Diskusi bedah buku tersebut juga menampilkan dua orang pembahas yaitu Pakar Krimonologi, Universitas Indonesia Prof. Dr. Muhammad Mustofa dan artis Peggy Melati Sukma yang kini berganti nama menjadi Khadijah.
Oksidelfa merisaukan adanya fenomena prostitusi online karena efeks sosialnya yang merusak, namun lebih jauh dari itu pelakunya juga melibatkan remaja belasan tahun.
“Saya prihatin karena pelakunya masih anak anak muda belasan tahun, mereka ini seharusnya berada dalam usia belajar, namun terjerat seks bebas,” jelas Oksidelfa.
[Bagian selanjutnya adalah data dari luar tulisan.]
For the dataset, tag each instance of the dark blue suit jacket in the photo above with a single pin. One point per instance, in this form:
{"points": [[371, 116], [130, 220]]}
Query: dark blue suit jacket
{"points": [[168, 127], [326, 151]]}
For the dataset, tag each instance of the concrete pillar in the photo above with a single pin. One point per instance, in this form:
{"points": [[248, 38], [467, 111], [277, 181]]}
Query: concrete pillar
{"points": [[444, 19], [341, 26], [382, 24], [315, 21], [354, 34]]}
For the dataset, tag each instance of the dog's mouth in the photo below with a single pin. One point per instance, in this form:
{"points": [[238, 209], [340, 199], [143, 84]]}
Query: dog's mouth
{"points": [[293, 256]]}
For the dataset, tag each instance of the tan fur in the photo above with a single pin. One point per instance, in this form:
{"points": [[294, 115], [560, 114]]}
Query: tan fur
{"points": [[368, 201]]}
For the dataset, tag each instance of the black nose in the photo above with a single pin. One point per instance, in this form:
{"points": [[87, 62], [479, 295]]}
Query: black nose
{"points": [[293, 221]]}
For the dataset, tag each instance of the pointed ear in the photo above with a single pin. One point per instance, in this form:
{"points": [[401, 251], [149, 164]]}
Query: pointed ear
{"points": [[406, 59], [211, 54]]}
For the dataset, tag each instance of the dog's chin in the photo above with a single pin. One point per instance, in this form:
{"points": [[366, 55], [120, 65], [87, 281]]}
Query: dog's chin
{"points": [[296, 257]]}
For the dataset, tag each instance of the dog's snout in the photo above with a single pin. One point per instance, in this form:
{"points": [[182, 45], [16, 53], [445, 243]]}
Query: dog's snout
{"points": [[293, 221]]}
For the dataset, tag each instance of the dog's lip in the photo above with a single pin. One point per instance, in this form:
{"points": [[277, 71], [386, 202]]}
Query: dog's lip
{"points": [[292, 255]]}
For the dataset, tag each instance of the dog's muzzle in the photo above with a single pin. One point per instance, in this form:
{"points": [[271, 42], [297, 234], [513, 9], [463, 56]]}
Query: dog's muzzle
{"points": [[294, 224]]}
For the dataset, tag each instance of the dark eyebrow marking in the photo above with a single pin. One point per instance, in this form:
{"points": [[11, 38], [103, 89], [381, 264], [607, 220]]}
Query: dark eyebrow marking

Menurut Oksidelfa, selama ini instrumen hukum belum mampu menjerat pelaku prostitusi karena belum ada pasal yang bisa menjerat mereka. Hukum baru menyentuh mucikari dan PSK.
“Oleh karena itu ke depan KUHP juga harus memuat sanksi bagi pelakunya,” jelas Oksidelfa.
Sementara itu, Prof. Muhammad Mustofa berusaha mengupas isi buku Tindak Pidana Prostitusi Online. Menurut Mustofa buku tersebut perlu diperkuat dengan kajian akademik yang lebih akurat, terutama kaitannya dengan konstruksi teoritik yang menjadi dasar riset.
“Kekeliruan memilih sumber pokok kajian atau teori akan berdampak pada kesalahan dalam pengambilan kesimpulan, sebagai karya ilmiah, setiap peneliti harus disiplin pada metodologi,” demikian Muhammad Mustofa mengingatkan.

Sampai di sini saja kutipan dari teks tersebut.